One thing to note that I've not included here is to be careful with any link fields. If you are wanting to add a URL into Algolia you may find that the site context the publishing pipeline runs in may not be the same as your final website and therefore you need to set some additional URLOptions on the LinkManager to get the correct URLs.

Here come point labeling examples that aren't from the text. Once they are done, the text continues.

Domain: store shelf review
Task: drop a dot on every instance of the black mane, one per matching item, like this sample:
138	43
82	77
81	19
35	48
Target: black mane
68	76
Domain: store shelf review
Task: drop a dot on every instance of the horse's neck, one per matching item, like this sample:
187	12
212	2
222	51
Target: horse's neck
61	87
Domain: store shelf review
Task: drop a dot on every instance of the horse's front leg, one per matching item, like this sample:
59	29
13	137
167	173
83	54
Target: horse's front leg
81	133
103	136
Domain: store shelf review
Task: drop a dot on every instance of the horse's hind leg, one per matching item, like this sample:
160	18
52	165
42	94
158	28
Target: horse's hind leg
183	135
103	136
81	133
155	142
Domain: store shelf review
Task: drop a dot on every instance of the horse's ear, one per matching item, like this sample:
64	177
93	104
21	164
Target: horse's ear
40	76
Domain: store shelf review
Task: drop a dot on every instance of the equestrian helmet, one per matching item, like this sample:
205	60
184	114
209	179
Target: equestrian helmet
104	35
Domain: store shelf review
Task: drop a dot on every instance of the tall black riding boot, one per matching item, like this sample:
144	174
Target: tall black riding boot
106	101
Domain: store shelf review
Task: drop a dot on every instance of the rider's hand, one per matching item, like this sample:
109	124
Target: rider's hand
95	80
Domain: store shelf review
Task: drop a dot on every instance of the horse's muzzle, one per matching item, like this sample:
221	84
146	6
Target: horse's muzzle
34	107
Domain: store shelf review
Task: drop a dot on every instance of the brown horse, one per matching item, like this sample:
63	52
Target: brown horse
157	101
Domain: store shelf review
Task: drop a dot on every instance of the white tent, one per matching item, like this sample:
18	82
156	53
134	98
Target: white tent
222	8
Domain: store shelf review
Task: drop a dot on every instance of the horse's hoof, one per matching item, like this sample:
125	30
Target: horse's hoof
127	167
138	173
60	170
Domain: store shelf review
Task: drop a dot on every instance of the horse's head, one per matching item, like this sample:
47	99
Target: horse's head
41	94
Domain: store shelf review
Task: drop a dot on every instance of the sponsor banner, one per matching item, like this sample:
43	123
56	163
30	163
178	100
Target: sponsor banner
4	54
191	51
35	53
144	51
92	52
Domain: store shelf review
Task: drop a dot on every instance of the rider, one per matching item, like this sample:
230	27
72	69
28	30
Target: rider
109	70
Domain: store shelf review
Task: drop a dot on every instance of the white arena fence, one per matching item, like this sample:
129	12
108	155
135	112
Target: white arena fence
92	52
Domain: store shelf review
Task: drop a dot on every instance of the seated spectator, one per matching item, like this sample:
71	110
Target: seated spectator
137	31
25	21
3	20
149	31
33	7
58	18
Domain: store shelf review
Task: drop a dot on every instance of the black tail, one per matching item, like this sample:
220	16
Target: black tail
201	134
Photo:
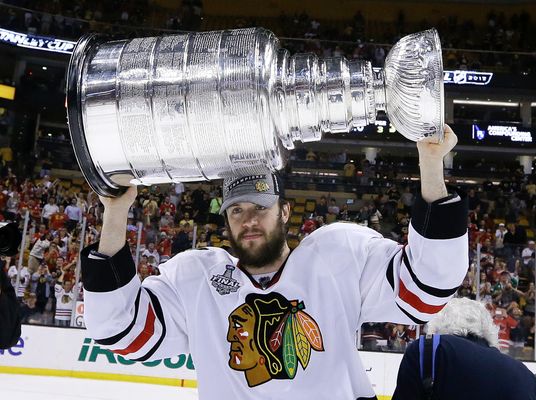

Finally to push to Algolia it's a case of creating the SearchClient, initializing the index and picking the relevant operation on the index. Just make sure you install the Algolia.Search NuGet package.

1// Init Algolia Client
2SearchClient client = new SearchClient("<Application ID>", "<API Key>");
3SearchIndex index = client.InitIndex("<Index Name>");
4
5// Decide what type of update is going to Algolia
6var operation = (context.Action == PublishAction.DeleteTargetItem && !context.PublishOptions.CompareRevisions) ? PublishOperation.Deleted : context.Result.Operation;
7switch (operation)
8{
9 case PublishOperation.Deleted:
10 // Delete
11 index.DeleteObject(item.ID.ToString());
12 break;
13 case PublishOperation.Skipped:
14 // Skipped
15 break;
16 default:
17 // Created / Update
18 index.SaveObject(searchItem);
19 break;
20}

My complete class looks like this. For simplicity of the article I've built this quite crudely with everything in one giant function. For production you would want to split up as per good coding standards.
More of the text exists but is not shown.